#!/usr/bin/env python3
# Copyright 2026 Google LLC
#
# Licensed under the Apache License, Version 2.0 (the "License");
# you may not use this file except in compliance with the License.
# You may obtain a copy of the License at
#
# http://www.apache.org/licenses/LICENSE-2.0
#
# Unless required by applicable law or agreed to in writing, software
# distributed under the License is distributed on an "AS IS" BASIS,
# WITHOUT WARRANTIES OR CONDITIONS OF ANY KIND, either express or implied.
# See the License for the specific language governing permissions and
# limitations under the License.
#
# SPDX-License-Identifier: Apache-2.0
# pyrefly: ignore-file
"""Helper script to run a single Genkit flow in isolation.
This script is called by review_sample_flows.py to execute each flow in a
separate subprocess, avoiding event loop conflicts and enabling proper
async execution.
Usage:
python run_single_flow.py <sample_dir> <flow_name> [--input <json_string>]
Output:
JSON object with 'success', 'result', and 'error' fields
"""
import argparse
import json
import sys
from pathlib import Path
from typing import Any
def format_output(output: Any) -> Any: # noqa: ANN401 - intentional use of Any for arbitrary flow outputs
"""Format flow output for serialization.
Args:
output: The flow output to format
Returns:
Serializable representation
"""
from genkit.types import Media
# Handle None
if output is None:
return None
# Handle Media objects
if isinstance(output, Media):
url = output.url or ''
if len(url) > 500:
url = f'{url[:100]}...{url[-50:]}'
return {
'type': 'Media',
'url': url,
'url_length': len(output.url or ''),
'content_type': output.content_type,
}
# Handle Pydantic models
if hasattr(output, 'model_dump'):
try:
return output.model_dump()
except Exception: # noqa: S110 - intentional fallback if model_dump fails
pass
# Handle dicts/lists
if isinstance(output, (dict, list)):
return output
# Default: convert to string
return str(output)
async def run_flow(sample_dir: str, flow_name: str, input_data: Any) -> dict[str, Any]: # noqa: ANN401 - intentional use of Any for arbitrary flow outputs
"""Run a single flow and return result.
Args:
sample_dir: Path to sample directory
flow_name: Name of flow to run
input_data: Input data for the flow
Returns:
Dict with 'success', 'result', 'error' fields
"""
result: dict[str, Any] = {
'success': False,
'result': None,
'error': None,
}
try:
# Import the sample module
sample_path = Path(sample_dir).resolve()
main_py = sample_path / 'src' / 'main.py'
if not main_py.exists():
main_py = sample_path / 'main.py'
if not main_py.exists():
result['error'] = f'No main.py found in {sample_path}'
return result
# Load the module
import importlib.util
spec = importlib.util.spec_from_file_location('sample_main', main_py)
if not spec or not spec.loader:
result['error'] = 'Failed to load sample module'
return result
module = importlib.util.module_from_spec(spec)

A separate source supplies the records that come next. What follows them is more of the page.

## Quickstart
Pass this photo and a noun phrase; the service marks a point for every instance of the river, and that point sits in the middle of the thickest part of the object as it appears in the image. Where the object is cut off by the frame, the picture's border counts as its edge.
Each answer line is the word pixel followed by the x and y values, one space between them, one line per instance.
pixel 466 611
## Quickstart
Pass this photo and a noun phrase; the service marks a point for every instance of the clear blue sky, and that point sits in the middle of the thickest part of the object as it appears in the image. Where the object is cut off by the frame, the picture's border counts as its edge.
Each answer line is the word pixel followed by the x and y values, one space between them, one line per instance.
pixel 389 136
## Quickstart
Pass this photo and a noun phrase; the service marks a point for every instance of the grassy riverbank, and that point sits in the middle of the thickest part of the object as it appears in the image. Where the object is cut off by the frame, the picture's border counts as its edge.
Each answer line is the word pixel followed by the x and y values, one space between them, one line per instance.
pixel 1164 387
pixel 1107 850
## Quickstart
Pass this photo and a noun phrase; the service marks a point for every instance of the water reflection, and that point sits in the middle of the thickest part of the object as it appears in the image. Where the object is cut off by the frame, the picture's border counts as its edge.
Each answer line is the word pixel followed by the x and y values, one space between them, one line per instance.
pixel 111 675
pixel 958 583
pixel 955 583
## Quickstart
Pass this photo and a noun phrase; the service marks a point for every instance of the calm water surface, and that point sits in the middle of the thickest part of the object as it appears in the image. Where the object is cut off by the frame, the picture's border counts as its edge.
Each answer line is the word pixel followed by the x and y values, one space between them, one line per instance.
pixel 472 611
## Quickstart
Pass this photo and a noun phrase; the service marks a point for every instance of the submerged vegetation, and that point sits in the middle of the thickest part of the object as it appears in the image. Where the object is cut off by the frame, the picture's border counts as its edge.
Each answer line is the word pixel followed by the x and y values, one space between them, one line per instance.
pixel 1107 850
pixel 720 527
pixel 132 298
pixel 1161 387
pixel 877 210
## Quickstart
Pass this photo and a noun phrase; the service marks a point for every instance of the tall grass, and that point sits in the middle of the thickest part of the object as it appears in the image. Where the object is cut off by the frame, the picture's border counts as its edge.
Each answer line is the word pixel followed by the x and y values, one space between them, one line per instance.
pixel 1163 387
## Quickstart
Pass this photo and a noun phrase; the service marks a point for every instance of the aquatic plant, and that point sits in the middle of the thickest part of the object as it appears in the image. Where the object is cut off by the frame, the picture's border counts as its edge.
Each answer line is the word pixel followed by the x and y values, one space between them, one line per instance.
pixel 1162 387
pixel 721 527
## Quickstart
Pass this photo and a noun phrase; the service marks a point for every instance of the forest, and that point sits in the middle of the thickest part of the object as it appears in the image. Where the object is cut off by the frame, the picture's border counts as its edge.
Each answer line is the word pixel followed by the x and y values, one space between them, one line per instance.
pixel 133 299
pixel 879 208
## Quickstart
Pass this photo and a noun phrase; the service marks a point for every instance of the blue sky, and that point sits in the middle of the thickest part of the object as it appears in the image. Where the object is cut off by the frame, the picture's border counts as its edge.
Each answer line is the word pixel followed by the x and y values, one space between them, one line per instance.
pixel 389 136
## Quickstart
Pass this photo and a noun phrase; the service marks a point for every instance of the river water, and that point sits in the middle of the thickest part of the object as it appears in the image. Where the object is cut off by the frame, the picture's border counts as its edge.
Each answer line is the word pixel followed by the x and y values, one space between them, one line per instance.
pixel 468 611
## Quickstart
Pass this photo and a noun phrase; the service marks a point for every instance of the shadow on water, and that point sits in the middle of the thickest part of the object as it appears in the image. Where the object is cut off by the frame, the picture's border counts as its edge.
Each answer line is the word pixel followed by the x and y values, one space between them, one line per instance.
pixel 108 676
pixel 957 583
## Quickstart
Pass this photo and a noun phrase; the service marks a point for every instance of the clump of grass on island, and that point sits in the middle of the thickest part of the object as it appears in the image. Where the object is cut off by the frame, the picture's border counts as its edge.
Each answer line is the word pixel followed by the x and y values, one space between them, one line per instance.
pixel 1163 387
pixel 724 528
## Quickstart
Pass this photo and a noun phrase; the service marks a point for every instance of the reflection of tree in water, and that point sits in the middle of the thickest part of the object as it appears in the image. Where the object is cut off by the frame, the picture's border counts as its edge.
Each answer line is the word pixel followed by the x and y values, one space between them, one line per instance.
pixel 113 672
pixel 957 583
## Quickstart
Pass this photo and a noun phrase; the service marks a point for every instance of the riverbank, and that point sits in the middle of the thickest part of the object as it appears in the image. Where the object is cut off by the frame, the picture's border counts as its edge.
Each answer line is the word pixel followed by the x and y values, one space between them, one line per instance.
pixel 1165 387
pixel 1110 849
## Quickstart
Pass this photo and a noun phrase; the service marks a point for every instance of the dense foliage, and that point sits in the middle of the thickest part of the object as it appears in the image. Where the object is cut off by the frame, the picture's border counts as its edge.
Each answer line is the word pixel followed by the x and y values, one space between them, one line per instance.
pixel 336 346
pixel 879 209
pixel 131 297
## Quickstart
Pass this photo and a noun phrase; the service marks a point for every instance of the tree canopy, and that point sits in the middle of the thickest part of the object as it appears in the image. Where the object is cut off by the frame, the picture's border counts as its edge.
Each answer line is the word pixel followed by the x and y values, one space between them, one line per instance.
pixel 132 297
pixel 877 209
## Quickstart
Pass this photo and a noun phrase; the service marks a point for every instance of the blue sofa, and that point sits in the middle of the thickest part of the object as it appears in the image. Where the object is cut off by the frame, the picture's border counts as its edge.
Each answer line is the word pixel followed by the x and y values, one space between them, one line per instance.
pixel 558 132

sys.modules['sample_main'] = module
try:
spec.loader.exec_module(module)
except Exception as e:
result['error'] = f'Failed to import sample: {e}'
return result
# Find the Genkit instance
ai_instance = None
for attr_name in dir(module):
attr = getattr(module, attr_name)
if hasattr(attr, '__class__') and attr.__class__.__name__ == 'Genkit':
ai_instance = attr
break
if not ai_instance:
result['error'] = 'No Genkit instance found in sample'
return result
# Get the flow action from registry
try:
from genkit.core.action import ActionKind
registry = ai_instance.registry
actions_map = await registry.resolve_actions_by_kind(ActionKind.FLOW)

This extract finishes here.